The old men slumped down in their seats in utter dejection, and oh, how sorry we were for them! Their long and dangerous journey, their gifts of their most valued possessions, were all for nothing!
Finally, the old leader spoke a few words to the others; one by one they answered, and several of them spoke at some length and with increasing animation. We wondered what they were saying, in that strange, soft-sounding language. At last the old leader turned again to my uncle.
"Far Thunder!" he signed, "when you told us of your promise to the dying man, and that it was a sun promise you gave him, not to be broken—when you told us that—our hearts died. But now, chief, our hearts rise up. Failing one thing, we gain another. We now see that the gods themselves sent us to you, that in our old age we should have one last fight with the cut-throats. Chief, we will remain with you and help you fight them with all the strength that we have left in our poor old arms. If we die, how much better to die fighting than in sickness and pain in our lodges!"
"I am glad that you will stay with us and help fight the cut-throats. These valuable things that you have laid here, you will take them back," my uncle replied.
"No! We give, but do not take back!"
It was all very affecting. There was a lump in my throat as I looked at those old men, simple-minded, kind-hearted, still eager in their old, old age to face once more their bitter enemies and, if need be, to die. Tsistsaki threw her shawl over her head and cried a little in sympathy with them. They presently broke out in a cheerful song of war.
Pitamakan and I took up our rifles and went out to our guard duty. "Those ancient ones, what real men they are!" he said to me.
The night passed quietly. In the morning when the Tennessee Twins came from guard duty in the grove and learned about our evening talk with the old men, they shook hands with them one by one. "You are the strong hearts! We shall be glad to fight alongside with you," Josh signed to them.
Cramped as we were for space within the barricade, Tsistsaki insisted that the old men should have a lodge of their own. The women set up one of the lodges of the engagés, and all contributed to its furnishings of robes and blankets and to its little pile of firewood beside the door; then the widow of poor Louis volunteered to cook their meals. Thus were the ancient ones made perfectly comfortable. At noon of that day, when the men came in for their dinner, our guests went to my uncle and told him that they wanted to help him not only in the coming fight with the cut-throats, but in other ways as well. Old though they were, their eyesight was still good; therefore they would do all the daytime guard duty, three of them in the grove and two in camp.
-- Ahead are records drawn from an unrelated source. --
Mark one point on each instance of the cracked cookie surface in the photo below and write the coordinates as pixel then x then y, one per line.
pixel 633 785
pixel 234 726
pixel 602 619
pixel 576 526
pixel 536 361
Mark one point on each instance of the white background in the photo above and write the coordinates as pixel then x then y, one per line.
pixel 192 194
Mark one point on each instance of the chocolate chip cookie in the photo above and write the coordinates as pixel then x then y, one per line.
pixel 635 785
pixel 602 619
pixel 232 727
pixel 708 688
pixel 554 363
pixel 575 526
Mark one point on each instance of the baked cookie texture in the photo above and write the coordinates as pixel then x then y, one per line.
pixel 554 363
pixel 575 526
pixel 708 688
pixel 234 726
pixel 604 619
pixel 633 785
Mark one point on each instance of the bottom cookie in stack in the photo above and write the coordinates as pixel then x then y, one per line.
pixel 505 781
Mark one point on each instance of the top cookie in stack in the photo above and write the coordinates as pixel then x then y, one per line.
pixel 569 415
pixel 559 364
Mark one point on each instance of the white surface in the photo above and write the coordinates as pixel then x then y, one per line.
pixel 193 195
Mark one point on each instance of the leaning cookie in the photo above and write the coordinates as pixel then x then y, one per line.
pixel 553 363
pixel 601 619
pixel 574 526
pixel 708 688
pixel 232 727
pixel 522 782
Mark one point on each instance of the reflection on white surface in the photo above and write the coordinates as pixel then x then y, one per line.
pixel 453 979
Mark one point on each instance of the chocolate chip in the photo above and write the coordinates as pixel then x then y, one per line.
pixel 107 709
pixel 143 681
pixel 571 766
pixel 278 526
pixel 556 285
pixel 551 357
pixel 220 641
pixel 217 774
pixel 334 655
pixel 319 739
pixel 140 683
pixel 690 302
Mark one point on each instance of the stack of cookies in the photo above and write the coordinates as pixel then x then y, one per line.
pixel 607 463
We were glad enough to accept their offer, for, as the engagés were now entirely relieved from all share in our constant watch for approaching enemies, the work on the fort progressed rapidly.
The leader of the old men, Lame Wolf, was a medicine man and had with him his complete medicine outfit, the main symbol of which was a stuffed raven, to the legs of which were attached bits of human scalp-locks of varying lengths. To Pitamakan, who became a great favorite with him, the old man said that the raven was his dream, his sacred vision, and very powerful. It had by its great power brought him safe through many a battle with the enemy and had four times in his dreams warned him of the approach of enemies, so that he and his warriors had been able to surprise them and count many coups upon them. Every evening now he prayed the raven to give him a revealing vision of the cut-throats and any other enemies who might be approaching us, and his companions joined him in singing the songs to his medicine.